安彦良和(1947-)は「機動戦士ガンダム」のキャラクターデザインで知られる漫画家。我が家では次男がガンダムにはまっていたので、私も少し興味を持っていた。
・ウクライナ、東プロシア、ガンダム
2006年秋の図書館総合展で、その安彦氏が登壇するフォーラムがあるというので、出かけて行った。フォーラムのテーマは「海を渡った若者たち」。安彦氏は「漫画で描こうとした大陸と日本青年」という題で、自作の漫画『虹色のトロツキー』について語られた。

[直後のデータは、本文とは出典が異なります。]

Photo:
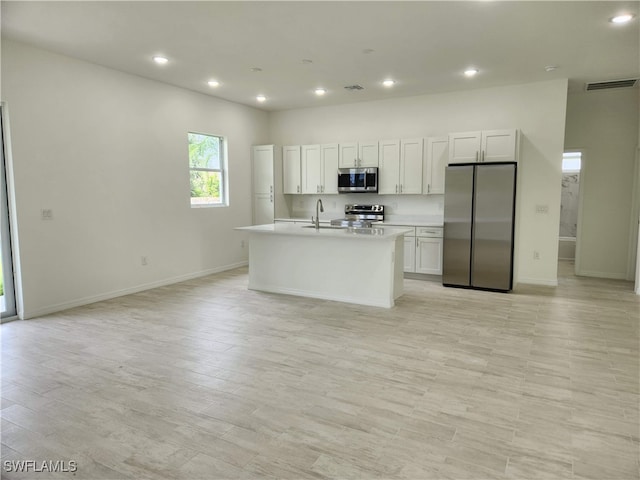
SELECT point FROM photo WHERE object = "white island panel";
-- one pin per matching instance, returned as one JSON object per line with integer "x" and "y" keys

フォーラムの中心は東亜同文書院という、日本人が上海に1901年に設立した商業学校のことだった。毎年日本から商家の俊英な若者が海を渡り、多くを学んでその後の日中の経済活動の担い手となって行った。1945年の終戦で学校はなくなり、45年にわたる学校の資料は関係者が大切に持ち帰り、愛知大学に継承された。渋沢栄一は東亜同文書院にも多少の関りがあったので、その点からも興味があった。
安彦氏の『虹色のトロツキー』は、1990年11月から1996年11月にかけて潮出版社の月刊漫画雑誌『コミックトム』に連載されたもので、その後書籍や文庫になっていた。2010年になると全4巻の愛蔵版が双葉社からでたのでそれを入手、一気に読んでしまった。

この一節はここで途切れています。